Self-management interventions components will be selected by reviewing existing epidemiological evidence, consulting clinical psychologists, sociologist, epidemiologists, and holding group meetings. The components of this complex intervention include education, nutrition/diet modification, lifestyle change recommendation, medication review and psychology support. A multidisciplinary team consisting of nephrologists, nurses, dietitians, and postgraduate students will be in charge of the delivery of all the interventions. All the team members will participate in a 1-day workshop to standardize their delivery.

The education will entail a 1.5-h integrated slide-lecture, delivered by nephrologists and dietitians trimonthly involving general CKD knowledge, dietary management, healthy lifestyle, pharmacological regimens and Chinese herbal medicine instructions. Cooking courses will be offered semiannually for 2 h a session with different topics (macro-and micro-nutrients intake and restriction, label reading, eating out, et al.), provided by dietitians and nurses. All the courses will be taught in Cantonese or Mandarin to accommodate the main languages spoken in the Guangdong Province.
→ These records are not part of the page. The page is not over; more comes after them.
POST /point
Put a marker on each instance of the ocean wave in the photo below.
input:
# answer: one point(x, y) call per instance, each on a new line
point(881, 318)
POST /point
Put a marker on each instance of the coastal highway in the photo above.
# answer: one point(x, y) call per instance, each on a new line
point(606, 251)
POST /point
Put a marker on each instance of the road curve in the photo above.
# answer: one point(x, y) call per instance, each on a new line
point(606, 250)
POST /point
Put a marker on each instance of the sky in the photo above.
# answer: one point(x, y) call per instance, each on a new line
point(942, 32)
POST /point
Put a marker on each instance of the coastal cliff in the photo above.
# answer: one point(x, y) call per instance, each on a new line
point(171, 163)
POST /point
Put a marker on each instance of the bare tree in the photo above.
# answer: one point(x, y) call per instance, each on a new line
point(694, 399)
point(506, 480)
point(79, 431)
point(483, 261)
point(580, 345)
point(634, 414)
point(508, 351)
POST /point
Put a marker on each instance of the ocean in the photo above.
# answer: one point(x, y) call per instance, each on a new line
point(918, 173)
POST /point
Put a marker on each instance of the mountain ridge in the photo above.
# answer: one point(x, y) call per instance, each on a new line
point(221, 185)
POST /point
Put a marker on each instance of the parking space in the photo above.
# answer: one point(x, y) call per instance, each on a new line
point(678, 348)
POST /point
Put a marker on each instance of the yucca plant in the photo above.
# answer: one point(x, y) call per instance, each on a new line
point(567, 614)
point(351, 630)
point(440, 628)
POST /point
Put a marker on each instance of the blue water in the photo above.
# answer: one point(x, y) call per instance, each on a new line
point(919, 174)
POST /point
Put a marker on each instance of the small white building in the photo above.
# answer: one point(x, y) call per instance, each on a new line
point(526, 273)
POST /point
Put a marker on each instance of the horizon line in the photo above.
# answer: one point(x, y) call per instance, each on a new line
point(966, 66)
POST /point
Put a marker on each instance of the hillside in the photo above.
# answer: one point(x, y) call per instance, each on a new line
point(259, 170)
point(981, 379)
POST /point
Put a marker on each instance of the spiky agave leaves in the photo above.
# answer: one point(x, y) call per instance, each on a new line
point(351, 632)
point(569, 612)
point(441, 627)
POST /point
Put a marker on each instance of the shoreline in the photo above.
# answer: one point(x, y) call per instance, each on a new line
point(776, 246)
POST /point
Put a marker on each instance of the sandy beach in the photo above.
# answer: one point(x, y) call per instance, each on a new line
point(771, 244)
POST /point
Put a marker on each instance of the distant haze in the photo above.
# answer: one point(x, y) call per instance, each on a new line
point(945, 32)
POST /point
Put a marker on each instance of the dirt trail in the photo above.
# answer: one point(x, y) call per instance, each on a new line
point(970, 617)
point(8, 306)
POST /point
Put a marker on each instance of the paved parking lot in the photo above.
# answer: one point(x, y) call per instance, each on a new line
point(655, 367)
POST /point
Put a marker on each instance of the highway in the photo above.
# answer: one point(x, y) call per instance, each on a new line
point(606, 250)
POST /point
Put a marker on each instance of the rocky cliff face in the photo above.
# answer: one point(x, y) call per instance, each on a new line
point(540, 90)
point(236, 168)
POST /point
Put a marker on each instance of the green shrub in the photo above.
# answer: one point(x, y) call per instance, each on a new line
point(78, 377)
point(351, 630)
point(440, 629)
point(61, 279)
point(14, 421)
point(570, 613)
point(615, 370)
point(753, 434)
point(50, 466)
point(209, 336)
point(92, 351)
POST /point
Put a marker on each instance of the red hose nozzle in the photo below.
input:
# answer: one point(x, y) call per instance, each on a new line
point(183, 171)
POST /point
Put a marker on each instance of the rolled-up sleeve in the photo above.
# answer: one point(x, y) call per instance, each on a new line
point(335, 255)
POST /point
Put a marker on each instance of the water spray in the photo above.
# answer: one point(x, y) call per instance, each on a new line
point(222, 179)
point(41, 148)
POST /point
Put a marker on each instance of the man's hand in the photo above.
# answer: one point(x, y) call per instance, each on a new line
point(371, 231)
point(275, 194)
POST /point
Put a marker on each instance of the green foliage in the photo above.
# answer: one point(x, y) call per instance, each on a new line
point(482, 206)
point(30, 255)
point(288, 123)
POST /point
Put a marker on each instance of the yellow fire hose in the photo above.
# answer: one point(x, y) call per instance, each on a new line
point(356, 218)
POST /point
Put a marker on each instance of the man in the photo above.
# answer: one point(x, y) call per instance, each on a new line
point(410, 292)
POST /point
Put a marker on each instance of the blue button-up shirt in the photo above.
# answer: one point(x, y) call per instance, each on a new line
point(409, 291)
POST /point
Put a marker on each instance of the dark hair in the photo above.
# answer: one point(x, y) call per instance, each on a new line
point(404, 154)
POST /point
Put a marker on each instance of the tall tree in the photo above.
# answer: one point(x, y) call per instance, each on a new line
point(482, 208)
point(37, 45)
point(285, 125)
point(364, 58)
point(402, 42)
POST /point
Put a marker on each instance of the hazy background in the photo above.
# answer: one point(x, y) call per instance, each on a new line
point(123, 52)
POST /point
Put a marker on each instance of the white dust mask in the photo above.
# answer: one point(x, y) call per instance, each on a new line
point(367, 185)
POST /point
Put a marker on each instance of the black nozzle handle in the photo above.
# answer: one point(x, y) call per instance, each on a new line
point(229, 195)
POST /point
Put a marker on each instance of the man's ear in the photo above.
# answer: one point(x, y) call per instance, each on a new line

After assessing baseline anthropometric parameters and biochemical findings, patients will receive face-to-face dietary counseling from a dietitian includes the protein, caloric, potassium, phosphorus, sodium intake recommendations. Before each follow-up/clinic visit, they will be asked to fill a diet diary to record all foods and beverages consumed for 72 h, in succession two weekdays and one weekend day, then dietitian will assess their compliance by analyzing the diary data and offer new individualized dietary prescriptions. All these recommendations and prescriptions are based on the Chinese guideline [32].

During each visit, assessments include questionaries review of CKD knowledge, symptoms, comorbidities, lifestyle change (physical activity attendance, smoking status, alcohol intake), psychological and self-efficacy status by postgraduate students and nurses will be carried out. Then nephrologist will hold a 30-min one-on-one, face-to-face individualized interview based on current self-management practices and biochemical markers. The content of the interview will cover medication review, knowledge gain, thoughts and feelings, using an interactive, psychosocial approach underpinned by the SCT.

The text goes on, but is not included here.